4 - Révision du système de rémunération des autreurices
Les licences de droits d’auteur (concession et cession) sont souvent la base de la rémunération du travail des auteurices dans l’édition. Des sommes forfaitaires sont notamment versées en amont de la création sous forme d’avances sur droit afin de permettre la réalisation des ouvrages. Dans une logique rentière, les revenus de droits d’auteur sont fiscalement considérés comme biens mobiliers. Ils bénéficient, jusqu’à un certain plafond, d’une fiscalité très avantageuse mais excluent également les auteurices du régime solidaire car ils ne sont pas pris en compte dans l’accès à la sécurité sociale. Or, bien souvent, les droits d’auteur représentent la première source de rétribution des créateurices professionnel·les en bande dessinée, illustrations, littérature, etc. La récente réforme fiscale et parafiscale sur les droits d’auteur a également créé de grandes incertitudes en ce qui concerne le secteur de l’édition.
ABDIL demande :
- la prise en compte des revenus de droits d’auteur et particulièrement des avances perçues pour le bénéfice de la couverture sociale et de l’allocation du travail des arts ;
- une clarification de la réforme fiscale et de l’application ou non des quotas pour les auteurices rémunéré·es en avances sur droits d’auteur ;
- l’intégration de la rémunération du travail des auteurices dans les aides à l’édition et non exclusivement l’exploitation patrimoniale de l’œuvre (droits d’auteur) ;
- la participation des exploitant·es d’œuvres au financement de la sécurité sociale.

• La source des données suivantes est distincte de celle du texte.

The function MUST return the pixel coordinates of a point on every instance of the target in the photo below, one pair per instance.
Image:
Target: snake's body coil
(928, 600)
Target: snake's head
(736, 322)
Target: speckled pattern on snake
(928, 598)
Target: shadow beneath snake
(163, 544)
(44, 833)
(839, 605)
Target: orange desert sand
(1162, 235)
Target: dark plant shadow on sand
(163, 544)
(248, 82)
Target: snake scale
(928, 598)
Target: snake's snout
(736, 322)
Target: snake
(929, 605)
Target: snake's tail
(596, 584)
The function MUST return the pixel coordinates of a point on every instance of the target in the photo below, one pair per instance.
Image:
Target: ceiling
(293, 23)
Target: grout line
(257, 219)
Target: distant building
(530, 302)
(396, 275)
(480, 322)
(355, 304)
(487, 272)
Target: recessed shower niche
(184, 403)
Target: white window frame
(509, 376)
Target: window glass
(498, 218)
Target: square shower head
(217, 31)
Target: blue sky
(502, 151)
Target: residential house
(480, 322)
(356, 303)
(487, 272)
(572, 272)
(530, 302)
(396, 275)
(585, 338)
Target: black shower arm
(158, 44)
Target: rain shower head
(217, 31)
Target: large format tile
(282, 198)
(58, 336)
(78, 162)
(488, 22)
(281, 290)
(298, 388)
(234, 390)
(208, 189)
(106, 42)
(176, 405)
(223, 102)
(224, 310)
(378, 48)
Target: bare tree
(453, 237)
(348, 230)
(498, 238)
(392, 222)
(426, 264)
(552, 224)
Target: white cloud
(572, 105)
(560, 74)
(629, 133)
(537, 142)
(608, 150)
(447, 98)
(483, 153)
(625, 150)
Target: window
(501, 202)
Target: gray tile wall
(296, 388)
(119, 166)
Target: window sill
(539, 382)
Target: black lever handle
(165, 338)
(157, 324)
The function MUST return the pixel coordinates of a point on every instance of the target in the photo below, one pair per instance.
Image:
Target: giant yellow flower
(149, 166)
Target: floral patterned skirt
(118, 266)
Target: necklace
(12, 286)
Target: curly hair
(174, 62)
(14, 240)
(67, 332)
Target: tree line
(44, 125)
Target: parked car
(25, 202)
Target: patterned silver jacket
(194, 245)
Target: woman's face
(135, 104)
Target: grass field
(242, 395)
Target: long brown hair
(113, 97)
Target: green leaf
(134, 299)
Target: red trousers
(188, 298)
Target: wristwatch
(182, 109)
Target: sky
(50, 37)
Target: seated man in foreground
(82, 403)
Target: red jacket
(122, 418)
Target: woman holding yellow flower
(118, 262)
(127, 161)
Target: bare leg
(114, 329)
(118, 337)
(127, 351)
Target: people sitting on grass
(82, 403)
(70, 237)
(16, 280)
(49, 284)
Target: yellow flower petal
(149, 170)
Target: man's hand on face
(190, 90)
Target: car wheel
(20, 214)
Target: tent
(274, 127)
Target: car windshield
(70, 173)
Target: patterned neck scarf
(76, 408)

5 - Réforme cohérente des retraites
La condition de travail effective qui a été ajoutée pour bénéficier de la pension minimale est préjudiciable à toustes les travailleur·euses qui ont des carrières morcelées.
C’est particulièrement le cas pour les artistes-auteurices, dont une grande partie des périodes de travail sont invisibilisées et seront considérées comme “assimilées” et non “effectives” (par exemple les périodes sous allocations). Malgré les mesures compensatoires imaginées par le gouvernement, c’est un recul par rapport à la situation précédente. C’est, en outre, incohérent avec les dispositifs validant le caractère professionnel de l’activité et le bénéfice de l’allocation du travail des arts.
ABDIL demande :
- une évaluation claire et chiffrée des conséquences pour les travailleur·euses des arts qui, durant toute une carrière, répondent aux conditions de bénéfice de l’allocation du travail des arts.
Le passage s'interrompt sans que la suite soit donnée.